Sokakta “evet” oyu vereceğini söyleyenlere rastlamayınca AK Parti çadırına doğru gidiyorum. AK Parti Muratpaşa ilçe teşkilatının organize ettiği çadırda ilçe başkanına rastlıyorum. Fakat ısrarla görüşlerini partisi adına değil, bireysel olarak bildirdiğini söylüyor ve çadır önünde görüntü vermeyeceğini iletiyor. “Yüzde 65 ile 70 oranında bir sonuç bekliyorum,” diyor; “Ne yönde bir sonuç?” diye soruyorum, “Benim gördüğüm, beklentim bu” diyor. Israr etsem de “evet galip gelecek” demekten kaçınıyor.

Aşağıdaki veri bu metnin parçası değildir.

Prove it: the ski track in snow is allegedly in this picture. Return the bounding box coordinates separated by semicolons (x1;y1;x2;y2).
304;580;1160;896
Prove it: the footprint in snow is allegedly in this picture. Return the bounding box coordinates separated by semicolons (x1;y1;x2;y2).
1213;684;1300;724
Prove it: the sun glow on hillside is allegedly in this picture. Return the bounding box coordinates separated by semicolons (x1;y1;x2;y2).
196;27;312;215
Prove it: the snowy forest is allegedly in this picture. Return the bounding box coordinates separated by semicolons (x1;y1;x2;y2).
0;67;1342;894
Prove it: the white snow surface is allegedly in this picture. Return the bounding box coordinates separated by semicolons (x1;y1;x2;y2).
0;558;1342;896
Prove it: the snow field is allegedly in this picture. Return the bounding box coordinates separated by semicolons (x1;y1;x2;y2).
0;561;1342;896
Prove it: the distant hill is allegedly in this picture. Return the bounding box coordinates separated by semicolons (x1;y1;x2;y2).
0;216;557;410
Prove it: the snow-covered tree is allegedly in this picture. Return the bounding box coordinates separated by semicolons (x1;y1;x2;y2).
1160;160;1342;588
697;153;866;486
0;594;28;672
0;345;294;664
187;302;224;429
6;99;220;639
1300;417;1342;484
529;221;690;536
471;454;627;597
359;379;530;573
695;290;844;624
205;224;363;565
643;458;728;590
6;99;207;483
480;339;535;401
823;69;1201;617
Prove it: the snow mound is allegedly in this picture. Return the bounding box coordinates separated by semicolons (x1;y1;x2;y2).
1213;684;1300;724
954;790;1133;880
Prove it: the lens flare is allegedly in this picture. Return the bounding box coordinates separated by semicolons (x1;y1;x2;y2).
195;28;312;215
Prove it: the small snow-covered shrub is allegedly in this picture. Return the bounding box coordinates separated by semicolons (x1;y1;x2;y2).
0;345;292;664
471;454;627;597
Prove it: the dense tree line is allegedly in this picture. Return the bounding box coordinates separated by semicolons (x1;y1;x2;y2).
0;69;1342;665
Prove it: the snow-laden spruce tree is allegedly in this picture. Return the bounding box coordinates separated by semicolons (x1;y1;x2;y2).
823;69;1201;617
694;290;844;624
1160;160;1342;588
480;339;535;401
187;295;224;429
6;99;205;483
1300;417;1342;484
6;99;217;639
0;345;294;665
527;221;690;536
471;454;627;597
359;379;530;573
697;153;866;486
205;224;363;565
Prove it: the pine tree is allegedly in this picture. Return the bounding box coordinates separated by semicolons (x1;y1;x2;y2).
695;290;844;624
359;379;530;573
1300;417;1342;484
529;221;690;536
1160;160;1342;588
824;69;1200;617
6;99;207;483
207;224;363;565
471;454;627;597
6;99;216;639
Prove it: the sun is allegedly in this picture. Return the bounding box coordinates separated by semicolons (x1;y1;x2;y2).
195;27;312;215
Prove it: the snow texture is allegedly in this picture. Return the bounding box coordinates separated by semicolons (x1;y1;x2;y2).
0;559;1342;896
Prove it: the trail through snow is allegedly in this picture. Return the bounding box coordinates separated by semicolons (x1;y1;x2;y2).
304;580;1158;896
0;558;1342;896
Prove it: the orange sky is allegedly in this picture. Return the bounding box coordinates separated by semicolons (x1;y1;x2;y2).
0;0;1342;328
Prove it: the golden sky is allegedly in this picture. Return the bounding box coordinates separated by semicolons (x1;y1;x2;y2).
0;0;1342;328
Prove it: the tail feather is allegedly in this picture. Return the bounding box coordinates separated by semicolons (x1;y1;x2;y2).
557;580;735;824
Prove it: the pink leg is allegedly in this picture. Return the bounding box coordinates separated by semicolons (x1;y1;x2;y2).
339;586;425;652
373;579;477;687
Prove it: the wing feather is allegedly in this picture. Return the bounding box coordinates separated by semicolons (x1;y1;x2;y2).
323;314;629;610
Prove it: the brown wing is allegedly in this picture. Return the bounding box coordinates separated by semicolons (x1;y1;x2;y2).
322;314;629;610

600 MİLLETVEKİLİ İLE DAHA ÇOK DEMOKRASİ
Aynı çadırda Fatih Yılmaz ve Mirsat Yüce ile daha açık konuşma şansım oluyor. Fatih, “Ben 'evet' diyeceğim. Çünkü koalisyon istemiyorum. Çok partili sisteme geçtiğimizden beri bu durum bir türlü dikiş tutmadı. İnsanımız da buna alışamadı. Bu sistemde kendi başbakanımı bile seçemiyorum. Yeni sistemde sorumlu kimse onu bileceğim, tek kişi olacak,” diyor. “Şu anda 80 milyon kişiyi 550 milletvekili temsil ediyor. Yeni sistemde bu sayı 600'e çıkacak. Yani temsiliyet artacak, dolaysıyla daha demokratik bir durum oluşacak,” diyen Fatih “Aslında ben de 'hayır' diyorum. Önerdiğimiz maddelerle şimdiki sisteme 'hayır' diyorum” şeklinde bitiriyor sözlerini.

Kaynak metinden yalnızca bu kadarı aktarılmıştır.